In such a maelstrom, it’s clear life has a hard time taking hold, and if we don’t gather what fuel we can, we’re liable to freeze to death. So you and I are like the peasant in the carol, which by the way ends before Wenceslas and the page actually arrive at his dwelling. I’m not sure they arrive at Christmas at all, I think they arrive now, in Holy Week: Here in the Lord’s passion and death, our king arrives with his own flesh and wine, to make a feast with us in the midst of winter’s icy howl.

Or perhaps we are the page, dragged out of a perfectly warm castle by a boss whose whimsy we’re sure is going to get us killed one of these days. Really, bring flesh and wine and pine logs halfway across the kingdom in the middle of a winter storm? And on foot? For one single peasant? Even if we love our king, surely it’s more important to take care of ourselves, to address more pressing needs, in any case to turn back from obvious folly, else we perish. No, keep following, he says, just put your feet in my footprints.

So, against our better judgement, we do, and, lo and behold, there is warmth in the king’s footprints: He steps in snow and ice, the surface is still frozen, the wind whips as badly as ever. But when we place our feet where his have been, we find the very earth has warmed, and life returns to our numbed limbs. Do you hear what I’m saying? When we walk the way of his suffering, winter may still be raging all around, but where our feet touch earth, there is life, and health, and peace, while death and fear flee away.

Of course Wenceslas and the page must eventually arrive at the peasant’s cottage; however long it takes, they must finally have their pine log fire, finally have their feast of flesh and wine. But remember where he lives: under the mountain. When Jesus is sealed in the tomb, he enters the realm of the dead, to bind its tyrant and lead all its captives free.

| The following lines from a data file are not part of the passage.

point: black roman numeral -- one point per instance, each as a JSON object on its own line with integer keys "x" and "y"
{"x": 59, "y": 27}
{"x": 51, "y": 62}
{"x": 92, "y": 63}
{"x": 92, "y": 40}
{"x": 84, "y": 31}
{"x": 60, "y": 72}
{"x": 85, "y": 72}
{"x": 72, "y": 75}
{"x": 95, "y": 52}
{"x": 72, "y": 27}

There under the mountain he celebrates communion: the king has brought his feast, all share his bounty and his fellowship, and where he has stepped flowers grow over tombstones, and dry bones put on flesh.

Are you and I the peasant? Are you and I the page? Are we the dying and the dead? This Holy Week, I invite you to put your feet where Christ has stepped, to walk with the Church the way of his suffering, to enter upon the contemplation of those mighty acts, whereby he has won for us life and immortality. There is warmth in this earth: it received his body for burial, but found itself delivering him up again to a new life that shall not die. So may our winter turn to spring, and our darkness to light.

In the Name of God, Father, Son, and Holy Spirit: Amen.